KENDİNİ BİLMEK – 14

KAMİL BAYSAL baysalkamil@icloud.com

 Bu gün sizinle İNSANLAŞMA konusunda sohbet etmek istiyorum. “Ne demek insanlaşma, zaten insan değil miyiz?” diyeceksiniz. Haklısınız aslında hepimiz insanız ama ne kadar. Konuyu açmak için bazı sorular sorarak başlamak istiyorum: Mükemmel insan var mıdır, kimdir? Kendinizi tanıyor musunuz, biliyor musunuz? Kendinizle barışık mısınız? Eleştiriye açık mısınız? 

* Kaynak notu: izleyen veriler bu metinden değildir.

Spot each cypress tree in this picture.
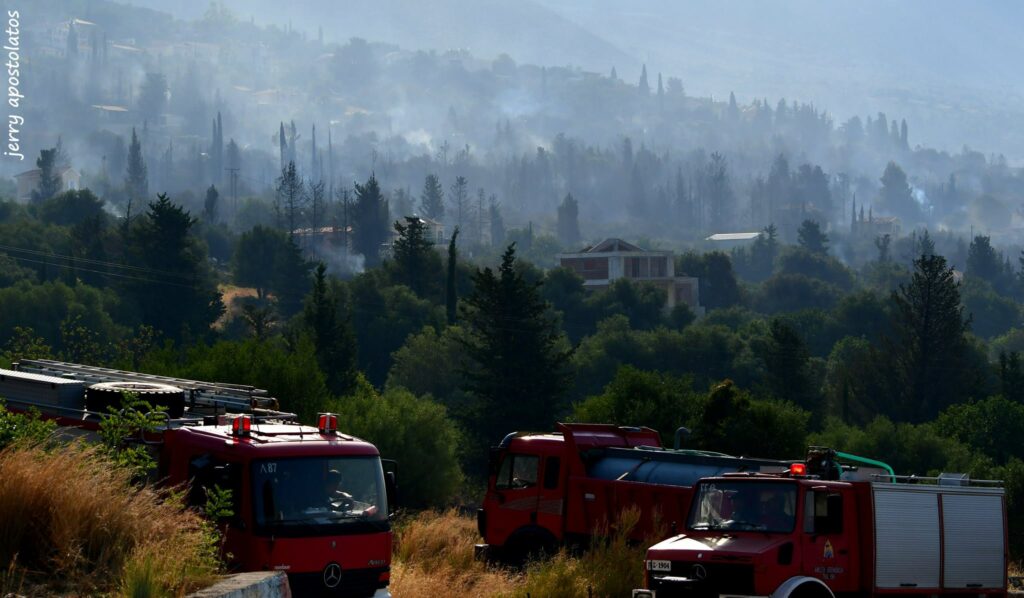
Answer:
[886,255,971,422]
[125,127,150,203]
[302,262,356,396]
[460,244,572,438]
[444,226,459,325]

       Bu sorular kolayca cevaplanacak sorular değil. Ben kısaca cevaplamak ve konuya gelmek istiyorum. Genel de insan eğer belirgin bir ruh hastalığı yoksa, kendisinin mükemmel olmadığını bilir. Ama hep başkalarının mükemmel olabileceğine inanır. Oysa bu da yanlıştır çünkü, üç aşağı  beş yukarı herkes birbirine benzer. Yani sadece insan değil her şey, mükemmelleşme yönünde değişim ve gelişim halindedir, ama kimse mükemmel değildir. Sizin “mükemmel insan” olarak gördüğünüz kişi, teşhisi konulmamış bir şizofren olabilir. Yani beyin yapısında kusurlar olabilir. Kendinizi tanıyor musunuz” sorusuna herkes “Tabiki de” cevabını verir ama ben kendini tanıyan bir insanla henüz karşılaşmadım. Çünkü kendini bilen, her şeyi bilecek düzeylere gelmiş demektir. “Eleştiriye açık mısınız?” diye sorarsanız alacağınız cevap yüzde yüze yakın “evet” olacaktır. Sakın inanmayın çünkü eleştiriyi kimse sevmez ama övgü herkesin hoşuna gider.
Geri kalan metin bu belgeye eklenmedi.